Когда родилась внучка, вся семья, особенно дующийся до сих пор Славка, со всем пылом переобратили внимание на новый объект восхищения, и только старик не изменил старой дружбе. Наступил год девяносто первый, будь он проклят. Так получилось, что изменения в великой стране совпали с так называемым «трудным возрастом», порой взросления внука. И те, и другие преобразования не очень радовали деда.
Старик вздохнул. В девяносто втором году в Москве, у него чуть не остановилось сердце, когда какой-то щенок на полном серьезе спросил у него на улице: «На хрена ж вы воевали, дурни старые, не дали нам с Европой побрататься, коммунизм свой сраный берегли?». Когда вопрошающий отошел, старик усилием воли добрел до лавки, и долго сидел там, ссутулившись. Почему так получилось, что страна, выстоявшая и победившая в самой страшной войне в истории человечества, развалилась из-за отсутствия бананов в магазинах? Откуда, из какой звезды выпали все те бандерлоги, что приплясывали и кривлялись вокруг тела мертвого удава? Где недосмотрели он и его товарищи? Ответов не было, точнее, ответов было много, но ни один не казался старику правдивым. Потом рухнули новые испытания. Закрытые предприятия, войны по окраинам, резня на улицах, ваучеры, сникерсы и тампаксы в телевизоре. Иногда казалось, что страна летит в пропасть, летит с каким-то извращенным удовольствием от осознания сего факта, а там, внизу, похихикивает и ждет некто рогатый и хвостатый.
Оставалось сосредоточиться на том, что стало основным смыслом жизни – на воспитании внука. Но и тут старика ожидали напрягающие, пугающие открытия.
Нет, они дружили по-прежнему, подолгу разговаривали, обсуждали футбол и свежие кинофильмы. Внук учился в Университете и радовал успеваемостью, добивался успехов в спорте. Выбрал, правда, не волейбол, а нечто зубодробительное, силовое. Ну, каждому свое, как говорится. Внешне все оставалось без изменений. А вот что у молодого человека внутри, сможет ли он остаться человеком, не сломаться, не скурвиться под давлением внешней среды. Время-то наступило сучье, барыжье. Старик нервничал, переживал. Если раньше он читал в душе внука, как в открытой книге, то лет с пятнадцати как будто шторки возникли на глазах его, не пропускали, не давали заглянуть внутрь. Старик не разделял переживаний супруги о внешнем виде студента – ну, оделся в джинсы-кожу, ну, постригся почти налысо, как бобик – ерунда это все, наносное, молодежь всегда следует моде.
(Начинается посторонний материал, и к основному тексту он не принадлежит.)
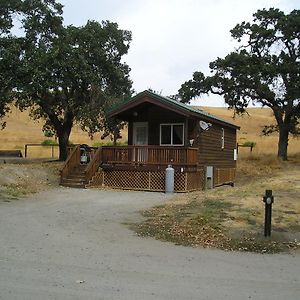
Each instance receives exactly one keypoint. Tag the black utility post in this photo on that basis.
(268, 199)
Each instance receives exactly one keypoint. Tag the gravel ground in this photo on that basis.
(74, 244)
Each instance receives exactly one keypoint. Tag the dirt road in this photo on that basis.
(74, 244)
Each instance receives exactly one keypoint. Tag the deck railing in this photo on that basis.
(150, 155)
(72, 161)
(92, 167)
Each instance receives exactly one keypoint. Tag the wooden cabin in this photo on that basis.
(161, 132)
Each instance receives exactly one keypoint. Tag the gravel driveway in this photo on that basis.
(73, 244)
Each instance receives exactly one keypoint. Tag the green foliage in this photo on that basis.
(264, 69)
(109, 143)
(65, 74)
(49, 143)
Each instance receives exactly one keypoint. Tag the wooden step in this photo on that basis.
(73, 185)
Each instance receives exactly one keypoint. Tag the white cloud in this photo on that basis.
(172, 38)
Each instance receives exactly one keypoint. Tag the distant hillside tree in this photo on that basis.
(64, 74)
(265, 70)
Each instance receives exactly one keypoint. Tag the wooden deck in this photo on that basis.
(134, 167)
(150, 155)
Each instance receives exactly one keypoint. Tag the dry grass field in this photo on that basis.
(21, 130)
(227, 218)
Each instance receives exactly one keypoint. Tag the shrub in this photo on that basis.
(48, 143)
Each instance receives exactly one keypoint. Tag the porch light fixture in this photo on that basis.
(204, 126)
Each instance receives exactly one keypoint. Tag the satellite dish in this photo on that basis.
(203, 125)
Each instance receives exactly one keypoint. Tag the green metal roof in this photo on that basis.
(176, 104)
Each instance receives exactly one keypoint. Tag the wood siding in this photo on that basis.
(210, 148)
(154, 116)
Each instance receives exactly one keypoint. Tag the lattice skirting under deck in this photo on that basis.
(147, 180)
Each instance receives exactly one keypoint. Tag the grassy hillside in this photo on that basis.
(21, 130)
(251, 130)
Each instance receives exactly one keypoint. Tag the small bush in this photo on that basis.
(48, 142)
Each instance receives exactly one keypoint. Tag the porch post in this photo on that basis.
(186, 132)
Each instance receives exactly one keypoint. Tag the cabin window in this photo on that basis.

Суть, суть человеческая беспокоила деда, не давала спать ночами. В разговорах на политические, общественные темы внук всегда отшучивался, ухмылялся, слушая бабку, чехвостящую в хвост и гриву кодлу новых правителей, отмалчивался и не вступал в горячие споры взрослых.
Старик улыбнулся. Его сомнения рассеялись год назад. Семья в полном составе праздновала девятое мая. Приехали сестра жены с семьей, пришли немногочисленные друзья. В момент затишья, когда гости разомлели от обильных кушаний и возлияний, внук вдруг поднялся с бокалом в руке, подождал тишины
– Я хочу выпить этот бокал за людей, благодаря которым мы все живем на этой земле, за ветеранов. За тебя, дед, и за тебя, бабушка! Вы – люди из стали, таких давно уже не делают, к сожалению.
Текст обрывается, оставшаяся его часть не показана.